On peut ainsi s’inquiéter de l’indigence atteinte par la population et plus spécialement par les journalistes en matière de mathématiques, plus précisément de statistique, quand ont été chaque soir égrenées des valeurs absolues qui ne signifiaient rien, faute d’être rapportées à rien, et notamment pas au taux de mortalité par syndrome respiratoire ni surtout au taux de mortalité générale de ces dernières années. Quand aujourd’hui encore des commentateurs s’effarent que les États-Unis ou le Brésil comptent plus de décés que la France, on ne peut que rester pantois. Enfin, il serait heureux d’intitier nos élèves à ce que sont des modèles mathématiques, quand ces modèles orientent de manière si directive les politiques publiques, alors que, le plus souvent et singulièrement en l’occurrence, ils sont contredits par les faits et relèvent en vérité d’une forme de voyance 2.0, tout aussi irrationnelle que son ancêtre.

La faillite de l’enseignement de l’histoire est également manifeste dans notre affaire. On nous répète que la récession du PIB est sans précédent depuis 1945, mais on ne semble pas même se demander si l’épidémie de Covid-19 a été quant à elle aussi grave pour le pays que la débâcle de 1940 et l’Occupation nazie, non plus qu’on ne se rappelle que les petits Londoniens continuaient d’aller à l’école pendant la bataille d’Angleterre ou que la liberté, à commencer par celle de se déplacer, est, aux termes de la Déclaration des droits de l’homme et du citoyen, le premier des « droits inaliénables et imprescriptibles de l’homme ». Plus largement, l’absence de toute curiosité historique, de toute mise en perspective historique comparant l’actualité au passé en matière d’épidémies est alarmante, quand elle devrait être un réflexe pour quiconque prétend penser, et quand nombre d’excellentes études sont partout disponibles sur ce sujet.

Enfin, et c’est probablement l’essentiel, on ne peut que s’affliger de l’effacement de la culture littéraire, si nécessaire pourtant à penser le présent.
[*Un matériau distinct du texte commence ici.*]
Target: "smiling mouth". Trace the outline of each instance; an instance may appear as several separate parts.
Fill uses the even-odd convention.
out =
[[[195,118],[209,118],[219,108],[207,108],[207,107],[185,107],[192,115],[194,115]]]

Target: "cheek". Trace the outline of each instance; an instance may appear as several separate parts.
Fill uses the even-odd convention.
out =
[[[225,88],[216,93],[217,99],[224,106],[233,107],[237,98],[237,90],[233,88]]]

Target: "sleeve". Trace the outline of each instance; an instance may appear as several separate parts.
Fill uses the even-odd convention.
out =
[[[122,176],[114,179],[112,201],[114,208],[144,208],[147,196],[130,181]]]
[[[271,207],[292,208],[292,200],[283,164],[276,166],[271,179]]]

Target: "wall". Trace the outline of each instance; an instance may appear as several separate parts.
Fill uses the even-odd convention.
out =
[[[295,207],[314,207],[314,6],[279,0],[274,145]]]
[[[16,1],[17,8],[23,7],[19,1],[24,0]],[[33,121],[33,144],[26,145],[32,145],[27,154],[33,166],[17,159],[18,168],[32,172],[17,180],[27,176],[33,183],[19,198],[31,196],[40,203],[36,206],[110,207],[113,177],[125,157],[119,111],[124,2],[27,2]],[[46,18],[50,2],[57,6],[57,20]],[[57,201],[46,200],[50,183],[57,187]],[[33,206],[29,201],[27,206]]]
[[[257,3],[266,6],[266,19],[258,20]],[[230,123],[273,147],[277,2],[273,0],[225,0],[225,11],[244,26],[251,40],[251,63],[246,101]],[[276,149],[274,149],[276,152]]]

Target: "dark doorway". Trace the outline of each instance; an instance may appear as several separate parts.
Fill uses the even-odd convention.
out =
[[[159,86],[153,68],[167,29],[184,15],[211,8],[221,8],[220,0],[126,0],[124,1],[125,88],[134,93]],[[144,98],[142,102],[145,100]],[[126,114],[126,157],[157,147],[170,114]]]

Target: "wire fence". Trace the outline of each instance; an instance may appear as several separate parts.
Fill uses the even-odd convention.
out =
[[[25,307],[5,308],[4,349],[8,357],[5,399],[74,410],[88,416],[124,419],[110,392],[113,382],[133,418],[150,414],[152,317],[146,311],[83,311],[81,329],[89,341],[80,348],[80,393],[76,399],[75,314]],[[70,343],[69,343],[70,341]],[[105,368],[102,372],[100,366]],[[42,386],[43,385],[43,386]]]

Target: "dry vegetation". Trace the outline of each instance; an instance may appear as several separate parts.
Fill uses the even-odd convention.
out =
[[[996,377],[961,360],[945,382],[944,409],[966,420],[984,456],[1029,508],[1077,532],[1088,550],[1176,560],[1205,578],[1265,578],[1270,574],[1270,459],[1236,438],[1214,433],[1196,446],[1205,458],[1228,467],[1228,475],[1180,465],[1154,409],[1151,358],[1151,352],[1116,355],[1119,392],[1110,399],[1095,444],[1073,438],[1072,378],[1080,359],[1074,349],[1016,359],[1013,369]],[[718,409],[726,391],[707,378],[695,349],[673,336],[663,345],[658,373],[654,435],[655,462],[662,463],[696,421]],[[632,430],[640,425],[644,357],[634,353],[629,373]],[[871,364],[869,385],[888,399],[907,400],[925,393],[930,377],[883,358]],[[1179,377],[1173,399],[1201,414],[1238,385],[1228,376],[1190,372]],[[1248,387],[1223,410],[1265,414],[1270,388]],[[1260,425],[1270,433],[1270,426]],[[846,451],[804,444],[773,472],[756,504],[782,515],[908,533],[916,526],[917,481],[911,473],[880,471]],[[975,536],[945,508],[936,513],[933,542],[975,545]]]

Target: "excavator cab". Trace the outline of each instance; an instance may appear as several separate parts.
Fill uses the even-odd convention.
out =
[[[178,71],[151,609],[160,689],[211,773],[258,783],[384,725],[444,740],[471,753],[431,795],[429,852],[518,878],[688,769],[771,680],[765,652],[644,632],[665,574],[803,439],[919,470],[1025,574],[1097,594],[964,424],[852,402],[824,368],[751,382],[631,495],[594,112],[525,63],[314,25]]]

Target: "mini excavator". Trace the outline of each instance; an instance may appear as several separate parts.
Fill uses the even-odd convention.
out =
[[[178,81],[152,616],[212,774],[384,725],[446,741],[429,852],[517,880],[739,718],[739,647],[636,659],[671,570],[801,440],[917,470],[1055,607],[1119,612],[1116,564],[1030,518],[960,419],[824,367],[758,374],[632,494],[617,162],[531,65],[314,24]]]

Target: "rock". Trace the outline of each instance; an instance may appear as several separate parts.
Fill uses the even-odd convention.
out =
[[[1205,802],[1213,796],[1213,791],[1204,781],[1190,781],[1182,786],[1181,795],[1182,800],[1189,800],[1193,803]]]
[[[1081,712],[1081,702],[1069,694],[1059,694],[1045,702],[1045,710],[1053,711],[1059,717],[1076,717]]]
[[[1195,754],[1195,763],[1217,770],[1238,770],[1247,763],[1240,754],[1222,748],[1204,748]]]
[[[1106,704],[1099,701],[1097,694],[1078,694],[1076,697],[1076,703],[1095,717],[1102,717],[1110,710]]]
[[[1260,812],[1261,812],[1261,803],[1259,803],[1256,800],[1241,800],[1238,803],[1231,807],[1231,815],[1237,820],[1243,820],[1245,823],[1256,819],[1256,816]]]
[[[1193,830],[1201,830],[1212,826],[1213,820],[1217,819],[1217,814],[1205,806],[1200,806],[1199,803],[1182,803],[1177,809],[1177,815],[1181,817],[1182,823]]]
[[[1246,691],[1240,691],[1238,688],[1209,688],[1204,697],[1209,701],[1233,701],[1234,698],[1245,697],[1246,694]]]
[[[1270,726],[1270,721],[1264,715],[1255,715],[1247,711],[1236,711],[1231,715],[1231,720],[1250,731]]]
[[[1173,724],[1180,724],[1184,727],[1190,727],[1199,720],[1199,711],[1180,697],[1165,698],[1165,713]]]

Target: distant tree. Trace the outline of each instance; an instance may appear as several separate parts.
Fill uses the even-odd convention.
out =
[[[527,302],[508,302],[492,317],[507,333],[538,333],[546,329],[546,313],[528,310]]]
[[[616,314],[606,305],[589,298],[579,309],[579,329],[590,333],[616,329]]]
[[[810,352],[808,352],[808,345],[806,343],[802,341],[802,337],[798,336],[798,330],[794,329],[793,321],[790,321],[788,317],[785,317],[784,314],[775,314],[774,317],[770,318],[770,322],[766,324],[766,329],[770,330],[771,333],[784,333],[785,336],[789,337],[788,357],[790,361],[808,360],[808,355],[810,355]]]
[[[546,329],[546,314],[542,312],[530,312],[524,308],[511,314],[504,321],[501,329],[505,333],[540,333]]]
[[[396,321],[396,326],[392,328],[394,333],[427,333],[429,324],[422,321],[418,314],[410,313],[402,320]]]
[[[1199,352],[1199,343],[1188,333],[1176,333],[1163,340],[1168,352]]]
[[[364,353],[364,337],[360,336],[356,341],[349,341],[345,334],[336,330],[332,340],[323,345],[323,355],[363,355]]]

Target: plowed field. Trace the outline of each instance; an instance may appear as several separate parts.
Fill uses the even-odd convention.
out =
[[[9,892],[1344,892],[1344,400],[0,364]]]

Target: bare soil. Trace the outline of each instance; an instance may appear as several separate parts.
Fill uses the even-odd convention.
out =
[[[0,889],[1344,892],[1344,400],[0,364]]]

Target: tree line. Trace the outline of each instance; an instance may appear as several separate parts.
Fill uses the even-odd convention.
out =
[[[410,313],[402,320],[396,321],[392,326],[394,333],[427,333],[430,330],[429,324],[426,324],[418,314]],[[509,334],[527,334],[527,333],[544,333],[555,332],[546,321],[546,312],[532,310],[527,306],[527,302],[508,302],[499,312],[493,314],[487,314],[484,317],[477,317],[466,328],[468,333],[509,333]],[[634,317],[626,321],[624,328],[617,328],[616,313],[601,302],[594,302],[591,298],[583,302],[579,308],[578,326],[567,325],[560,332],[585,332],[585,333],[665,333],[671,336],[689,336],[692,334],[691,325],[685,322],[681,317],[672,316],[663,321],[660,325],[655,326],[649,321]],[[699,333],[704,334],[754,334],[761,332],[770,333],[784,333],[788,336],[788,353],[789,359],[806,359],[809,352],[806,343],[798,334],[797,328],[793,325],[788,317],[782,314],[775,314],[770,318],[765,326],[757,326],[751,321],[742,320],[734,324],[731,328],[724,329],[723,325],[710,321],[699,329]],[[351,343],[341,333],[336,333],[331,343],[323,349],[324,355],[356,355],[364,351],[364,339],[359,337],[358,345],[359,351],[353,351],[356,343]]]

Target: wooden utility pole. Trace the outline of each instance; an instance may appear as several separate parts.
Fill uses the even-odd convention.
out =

Quand tout Molière traite de l’aliénation entraînée par la peur de la mort et de la maladie, quand on se met, comme dans Knock, à revendiquer « le droit de soupçonner le premier venu d’être un porteur de germes » (et de le tracer), ou qu’on se félicite que le gouvernement du pays soit « tout imprégné de médecine », quand Le Baiser au lépreux, et toute la tradition séculaire dans laquelle s’inscrit ce roman, nous ont appris, non à nous écarter du malade, mais à lui tendre, à lui serrer la main, quand Homère, Tite-Live, Corneille ou Montherlant nous disent que face au danger un homme doit, non fuir et se calfeutrer, mais se tenir debout et faire face, on ne peut qu’être en proie au vertige devant les évidences qui ont été celles de nos concitoyens et qui n’auraient pas dû en être.

Encore une fois, il ne s’agit pas ici de trancher sur ce qu’auraient dû être les mois passés, mais de s’effrayer qu’il n’aient pas été nourris – chose également inédite dans l’histoire – par le savoir. Bien plus qu’en l’épidémie elle-même considérée dans sa dimension médicale, la tragédie de notre pays, et de l’Occident en général, est intellectuelle, elle réside dans l’effondrement de l’humanisme et la faillite de l’école, dans une détresse de la raison dont il y a fort à parier qu’elle ne fait que commencer.